US 12,346,115 B2
	Method and system for modelling and control partially measurable systems
Diego Romeres, Boston, MA (US); Fabio Amadio, Padua (IT); Alberto Dalla Libera, Padua (IT); Riccardo Antonello, Padua (IT); Ruggero Carli, Padua (IT); and Daniel Nikovski, Brookline, MA (US)
Assigned to Mitsubishi Electric Research Laboratories, Inc., Cambridge, MA (US)
Filed by Mitsubishi Electric Research Laboratories, Inc., Cambridge, MA (US)
Filed on Dec. 4, 2020, as Appl. No. 17/112,531.
Prior Publication US 2022/0179419 A1, Jun. 9, 2022
Int. Cl. G05D 1/00 (2024.01); B60W 10/08 (2006.01); B60W 10/22 (2006.01); B60W 30/00 (2006.01); G05B 13/02 (2006.01)

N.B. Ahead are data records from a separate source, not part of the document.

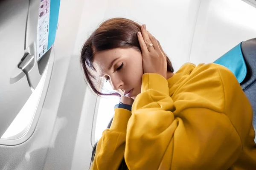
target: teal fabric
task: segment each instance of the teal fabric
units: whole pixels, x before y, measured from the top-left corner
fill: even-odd
[[[230,69],[235,74],[239,83],[244,79],[247,74],[241,48],[241,44],[242,42],[240,43],[214,62]]]

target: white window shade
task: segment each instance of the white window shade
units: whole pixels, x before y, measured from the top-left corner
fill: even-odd
[[[251,5],[252,6],[256,8],[256,0],[242,0],[243,1],[245,2],[246,3]]]
[[[104,83],[103,93],[109,93],[109,91],[114,91],[110,83],[106,82]],[[95,128],[95,142],[96,142],[101,137],[102,132],[106,128],[108,123],[114,113],[115,105],[119,103],[120,98],[117,96],[106,96],[100,98],[97,119]]]
[[[1,139],[16,139],[22,137],[28,130],[41,96],[47,68],[48,67],[46,68],[36,88]]]

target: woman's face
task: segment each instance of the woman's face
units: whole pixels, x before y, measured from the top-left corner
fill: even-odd
[[[93,64],[99,76],[109,81],[121,95],[135,99],[140,93],[143,72],[139,51],[117,48],[99,52],[94,55]]]

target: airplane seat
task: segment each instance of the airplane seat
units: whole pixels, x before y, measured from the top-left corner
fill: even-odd
[[[214,62],[227,67],[236,77],[252,105],[256,131],[256,38],[240,43]]]
[[[256,131],[256,38],[243,42],[241,47],[247,72],[241,85],[252,105],[253,125]]]

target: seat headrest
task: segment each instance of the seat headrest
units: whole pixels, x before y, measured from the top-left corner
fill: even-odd
[[[241,85],[245,89],[256,81],[256,38],[243,42],[241,48],[247,67],[247,75]]]

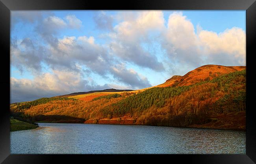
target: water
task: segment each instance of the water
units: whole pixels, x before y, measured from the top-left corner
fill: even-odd
[[[246,154],[245,132],[39,123],[11,132],[11,154]]]

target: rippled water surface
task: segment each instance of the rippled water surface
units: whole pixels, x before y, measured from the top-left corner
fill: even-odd
[[[11,154],[245,154],[245,132],[138,125],[39,123],[11,132]]]

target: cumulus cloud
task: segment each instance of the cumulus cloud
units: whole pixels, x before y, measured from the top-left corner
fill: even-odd
[[[108,88],[108,84],[97,85],[91,80],[82,78],[77,72],[63,70],[39,75],[32,80],[11,77],[10,81],[12,103]]]
[[[172,63],[197,66],[201,62],[194,26],[181,12],[170,15],[166,31],[162,33],[162,46]]]
[[[162,63],[154,55],[145,51],[141,44],[149,41],[151,32],[163,27],[162,12],[143,11],[137,17],[128,18],[114,28],[114,33],[109,36],[112,41],[109,44],[112,52],[128,62],[156,71],[164,70]]]
[[[75,15],[67,15],[65,18],[68,21],[69,26],[71,28],[79,29],[82,26],[82,22]]]
[[[101,11],[97,13],[93,17],[96,27],[103,30],[111,31],[113,30],[113,17],[108,15],[106,13]]]
[[[13,39],[11,46],[11,64],[22,72],[24,70],[40,72],[45,48],[35,45],[30,38]]]
[[[217,33],[198,25],[196,33],[181,12],[171,14],[166,26],[161,11],[125,11],[115,17],[97,12],[93,18],[96,27],[107,32],[101,34],[107,39],[100,44],[96,36],[61,36],[63,29],[82,27],[75,15],[43,17],[40,12],[19,12],[13,15],[12,11],[13,21],[35,23],[33,32],[36,37],[12,37],[11,64],[21,72],[32,72],[35,78],[11,77],[12,102],[82,91],[151,86],[147,77],[127,68],[127,63],[166,76],[182,74],[204,64],[245,64],[243,30],[234,27]],[[114,22],[117,24],[113,27]],[[156,44],[162,56],[154,52]],[[159,56],[163,58],[161,61]],[[42,71],[45,66],[52,72]],[[99,85],[90,77],[92,72],[109,81],[113,76],[113,81]]]
[[[198,37],[205,52],[211,60],[219,59],[219,56],[224,55],[228,61],[236,60],[239,64],[245,64],[245,33],[241,28],[233,27],[219,34],[202,30]]]
[[[234,27],[217,34],[194,25],[181,12],[169,17],[166,31],[162,33],[163,48],[170,62],[196,68],[205,64],[245,65],[245,35]]]
[[[140,89],[151,86],[147,77],[139,75],[132,69],[127,69],[123,64],[112,67],[111,71],[120,82],[132,88]]]

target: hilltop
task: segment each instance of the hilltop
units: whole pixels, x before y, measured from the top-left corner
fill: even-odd
[[[225,74],[241,71],[246,66],[223,66],[219,65],[205,65],[188,72],[183,76],[174,75],[164,83],[156,87],[188,86],[213,78]]]
[[[55,96],[56,97],[67,97],[70,96],[74,96],[79,95],[80,94],[85,94],[89,93],[93,93],[95,92],[125,92],[125,91],[132,91],[133,90],[129,89],[116,89],[111,88],[111,89],[106,89],[103,90],[91,90],[88,92],[78,92],[72,93],[68,94],[65,94],[64,95],[58,96]]]
[[[246,68],[206,65],[142,90],[78,92],[12,105],[10,111],[35,121],[244,130]]]

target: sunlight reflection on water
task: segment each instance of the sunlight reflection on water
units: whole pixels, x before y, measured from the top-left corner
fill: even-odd
[[[11,154],[245,154],[243,131],[39,123],[11,132]]]

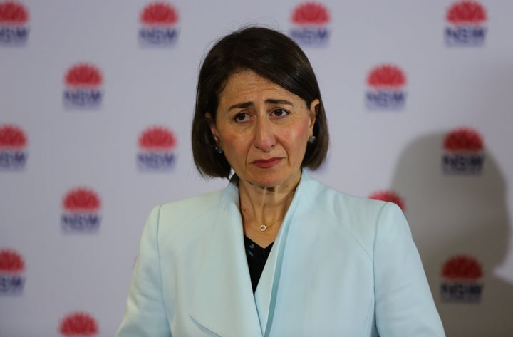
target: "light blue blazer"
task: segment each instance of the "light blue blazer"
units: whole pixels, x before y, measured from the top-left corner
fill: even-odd
[[[394,204],[303,172],[252,290],[239,194],[155,207],[118,337],[444,336],[408,223]]]

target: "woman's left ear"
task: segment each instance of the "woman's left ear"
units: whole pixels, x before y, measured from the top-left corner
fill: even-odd
[[[310,128],[311,130],[314,130],[314,125],[317,117],[317,113],[318,113],[320,104],[321,101],[318,98],[312,100],[310,103]]]

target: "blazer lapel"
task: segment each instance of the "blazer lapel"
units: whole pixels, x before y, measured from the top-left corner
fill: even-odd
[[[261,337],[244,246],[237,187],[229,184],[206,237],[190,316],[220,336]]]
[[[304,190],[308,189],[308,184],[306,182],[311,180],[311,178],[306,172],[303,170],[301,179],[296,190],[294,197],[289,207],[289,210],[281,224],[278,236],[274,240],[272,249],[267,258],[267,261],[256,286],[255,302],[264,337],[269,336],[271,327],[272,326],[274,306],[279,286],[283,255],[285,252],[287,238],[289,237],[289,229],[292,222],[297,221],[294,220],[294,216],[298,204],[301,202],[301,195],[303,193],[306,193],[303,192]]]

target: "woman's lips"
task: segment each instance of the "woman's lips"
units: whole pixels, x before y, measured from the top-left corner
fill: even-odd
[[[275,157],[271,159],[260,159],[253,160],[253,165],[260,168],[270,168],[280,163],[283,158],[281,157]]]

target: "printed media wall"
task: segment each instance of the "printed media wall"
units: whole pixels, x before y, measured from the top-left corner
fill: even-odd
[[[152,207],[227,181],[190,145],[202,58],[265,25],[311,59],[314,173],[396,202],[448,336],[513,336],[513,2],[0,0],[0,336],[113,336]]]

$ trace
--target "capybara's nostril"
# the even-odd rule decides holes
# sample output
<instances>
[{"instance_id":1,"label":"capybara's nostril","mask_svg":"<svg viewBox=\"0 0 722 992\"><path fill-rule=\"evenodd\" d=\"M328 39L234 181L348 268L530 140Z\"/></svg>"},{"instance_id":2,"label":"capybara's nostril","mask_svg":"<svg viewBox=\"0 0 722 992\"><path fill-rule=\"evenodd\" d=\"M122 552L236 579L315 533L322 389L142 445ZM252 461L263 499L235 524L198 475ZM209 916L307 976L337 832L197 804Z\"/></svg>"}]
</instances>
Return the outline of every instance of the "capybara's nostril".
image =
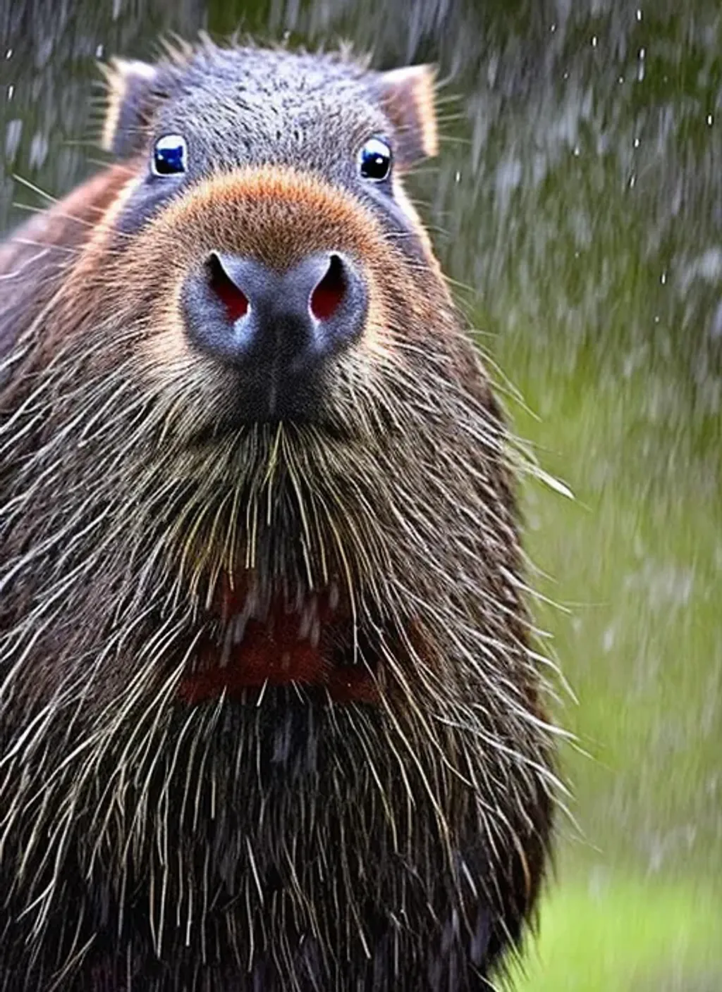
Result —
<instances>
[{"instance_id":1,"label":"capybara's nostril","mask_svg":"<svg viewBox=\"0 0 722 992\"><path fill-rule=\"evenodd\" d=\"M311 312L317 320L328 320L338 310L346 296L346 266L339 255L332 255L324 278L311 294Z\"/></svg>"},{"instance_id":2,"label":"capybara's nostril","mask_svg":"<svg viewBox=\"0 0 722 992\"><path fill-rule=\"evenodd\" d=\"M248 298L225 271L216 252L211 253L206 266L210 276L211 289L225 307L228 319L235 321L241 316L245 316L248 312Z\"/></svg>"},{"instance_id":3,"label":"capybara's nostril","mask_svg":"<svg viewBox=\"0 0 722 992\"><path fill-rule=\"evenodd\" d=\"M357 265L339 252L275 269L213 251L186 278L181 306L199 349L275 390L274 383L313 374L361 337L367 292Z\"/></svg>"}]
</instances>

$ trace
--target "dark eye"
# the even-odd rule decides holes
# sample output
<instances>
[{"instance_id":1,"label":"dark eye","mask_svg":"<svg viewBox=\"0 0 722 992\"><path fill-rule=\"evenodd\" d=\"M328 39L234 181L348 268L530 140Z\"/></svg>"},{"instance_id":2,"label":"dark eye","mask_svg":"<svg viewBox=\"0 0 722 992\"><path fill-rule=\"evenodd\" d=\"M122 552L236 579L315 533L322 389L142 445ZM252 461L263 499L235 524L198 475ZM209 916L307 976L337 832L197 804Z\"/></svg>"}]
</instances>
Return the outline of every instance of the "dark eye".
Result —
<instances>
[{"instance_id":1,"label":"dark eye","mask_svg":"<svg viewBox=\"0 0 722 992\"><path fill-rule=\"evenodd\" d=\"M370 138L359 153L359 172L364 180L380 183L391 172L391 149L380 138Z\"/></svg>"},{"instance_id":2,"label":"dark eye","mask_svg":"<svg viewBox=\"0 0 722 992\"><path fill-rule=\"evenodd\" d=\"M156 176L176 176L185 173L188 160L186 139L180 134L165 134L153 149L153 172Z\"/></svg>"}]
</instances>

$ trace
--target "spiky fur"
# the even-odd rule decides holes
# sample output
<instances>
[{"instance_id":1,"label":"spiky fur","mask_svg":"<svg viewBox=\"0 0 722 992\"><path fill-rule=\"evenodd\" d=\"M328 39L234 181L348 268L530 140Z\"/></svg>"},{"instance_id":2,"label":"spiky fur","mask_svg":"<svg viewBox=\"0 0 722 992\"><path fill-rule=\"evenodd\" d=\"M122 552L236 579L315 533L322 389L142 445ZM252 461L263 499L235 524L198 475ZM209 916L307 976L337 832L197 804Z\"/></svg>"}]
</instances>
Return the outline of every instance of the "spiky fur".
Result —
<instances>
[{"instance_id":1,"label":"spiky fur","mask_svg":"<svg viewBox=\"0 0 722 992\"><path fill-rule=\"evenodd\" d=\"M293 169L213 177L132 236L134 174L108 183L12 311L0 388L0 989L486 988L544 875L553 732L505 429L436 263ZM229 426L177 311L219 241L363 259L317 423ZM243 573L339 581L378 703L179 701Z\"/></svg>"}]
</instances>

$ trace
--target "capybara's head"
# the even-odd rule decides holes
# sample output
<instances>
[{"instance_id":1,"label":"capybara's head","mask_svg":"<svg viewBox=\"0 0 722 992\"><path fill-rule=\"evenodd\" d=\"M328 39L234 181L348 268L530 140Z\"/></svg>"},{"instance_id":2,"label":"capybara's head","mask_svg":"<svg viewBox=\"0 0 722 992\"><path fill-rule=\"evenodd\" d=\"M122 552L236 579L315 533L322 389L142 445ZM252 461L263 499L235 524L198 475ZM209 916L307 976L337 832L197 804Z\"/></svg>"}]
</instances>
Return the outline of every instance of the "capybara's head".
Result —
<instances>
[{"instance_id":1,"label":"capybara's head","mask_svg":"<svg viewBox=\"0 0 722 992\"><path fill-rule=\"evenodd\" d=\"M0 381L0 986L486 987L553 775L433 73L107 76Z\"/></svg>"}]
</instances>

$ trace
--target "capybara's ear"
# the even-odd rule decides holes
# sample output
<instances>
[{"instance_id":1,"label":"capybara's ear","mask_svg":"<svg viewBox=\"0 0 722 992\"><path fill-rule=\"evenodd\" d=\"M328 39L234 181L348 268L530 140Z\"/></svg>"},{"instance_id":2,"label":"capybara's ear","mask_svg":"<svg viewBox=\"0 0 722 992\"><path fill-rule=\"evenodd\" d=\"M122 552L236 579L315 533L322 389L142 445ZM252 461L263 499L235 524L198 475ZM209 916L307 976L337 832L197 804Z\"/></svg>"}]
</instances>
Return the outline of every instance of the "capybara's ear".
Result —
<instances>
[{"instance_id":1,"label":"capybara's ear","mask_svg":"<svg viewBox=\"0 0 722 992\"><path fill-rule=\"evenodd\" d=\"M127 159L143 145L153 111L165 95L160 72L148 62L112 59L101 65L107 82L102 147Z\"/></svg>"},{"instance_id":2,"label":"capybara's ear","mask_svg":"<svg viewBox=\"0 0 722 992\"><path fill-rule=\"evenodd\" d=\"M407 65L379 73L381 104L396 132L396 164L408 169L437 155L439 136L433 65Z\"/></svg>"}]
</instances>

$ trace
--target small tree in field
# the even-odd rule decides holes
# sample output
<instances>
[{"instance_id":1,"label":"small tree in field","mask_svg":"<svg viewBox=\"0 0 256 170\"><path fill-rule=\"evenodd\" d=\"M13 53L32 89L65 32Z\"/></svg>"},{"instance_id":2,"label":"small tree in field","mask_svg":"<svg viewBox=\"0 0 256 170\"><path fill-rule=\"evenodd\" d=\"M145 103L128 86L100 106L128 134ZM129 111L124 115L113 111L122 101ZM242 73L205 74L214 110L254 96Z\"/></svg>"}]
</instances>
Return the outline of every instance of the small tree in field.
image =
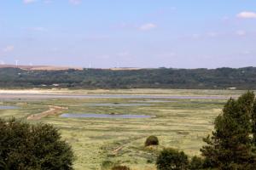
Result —
<instances>
[{"instance_id":1,"label":"small tree in field","mask_svg":"<svg viewBox=\"0 0 256 170\"><path fill-rule=\"evenodd\" d=\"M201 150L205 167L218 169L256 169L256 103L252 92L230 99L215 120L212 136Z\"/></svg>"},{"instance_id":2,"label":"small tree in field","mask_svg":"<svg viewBox=\"0 0 256 170\"><path fill-rule=\"evenodd\" d=\"M51 125L0 119L0 169L73 169L73 153Z\"/></svg>"},{"instance_id":3,"label":"small tree in field","mask_svg":"<svg viewBox=\"0 0 256 170\"><path fill-rule=\"evenodd\" d=\"M159 140L156 136L149 136L145 141L145 146L158 145Z\"/></svg>"},{"instance_id":4,"label":"small tree in field","mask_svg":"<svg viewBox=\"0 0 256 170\"><path fill-rule=\"evenodd\" d=\"M158 156L156 165L158 170L186 170L189 159L184 152L167 148Z\"/></svg>"}]
</instances>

CPC G05D 1/021 (2013.01) [B60W 10/22 (2013.01); B60W 30/00 (2013.01); G05B 13/0265 (2013.01); B60W 10/08 (2013.01)]

13 Claims

1. A controller for controlling motion of a vehicle system, comprising:

an interface operatively coupled to the vehicle system, wherein the interface is configured to acquire a motion state of the vehicle system and a measurement state via one or more motion sensors measuring the vehicle system;

a memory configured to store computer-executable program modules including a first model learning module and a policy learning module;

a processor configured to perform steps of the computer-executable program modules, the steps include:

offline-modeling to generate offline states based on the motion state of the vehicle system and the measurement state using a model learning program, wherein the model learning program is configured to consider at least one of a squared exponential (SE) kernel and a multiplicative polynomial (MP) kernel or a semi-parametrical (SP) kernel to model the evolution of the vehicle system,

wherein the SE kernel and the MP kernel use the Gaussian Process Regression (GPR) with Gaussian Processes (GP) input for model learning, wherein the GP input includes the motion state and an input of the vehicle system measured by the one or more motion sensors,

wherein the first model learning module includes an offline estimator and a second model learning module, wherein the offline state estimator estimates and provides the offline states to the second model learning module,

wherein the policy learning module generates Monte Carlo (MC) based particles, wherein the MC based particles are obtained by sampling from a probability distribution using a Monte Carlo approach to estimate expected cumulative cost from particle trajectories propagated through a learned model, and includes a model of an online estimator configured to generate particle online estimates based on particle measurements and prior particle online estimates, wherein the particle online estimates correspond to an approximation of the particle measurements;

providing the offline states to the policy learning module to generate policy parameters used in the MC based particles; and

updating the policy of the vehicle system to operate the vehicle system based on the generated policy parameters.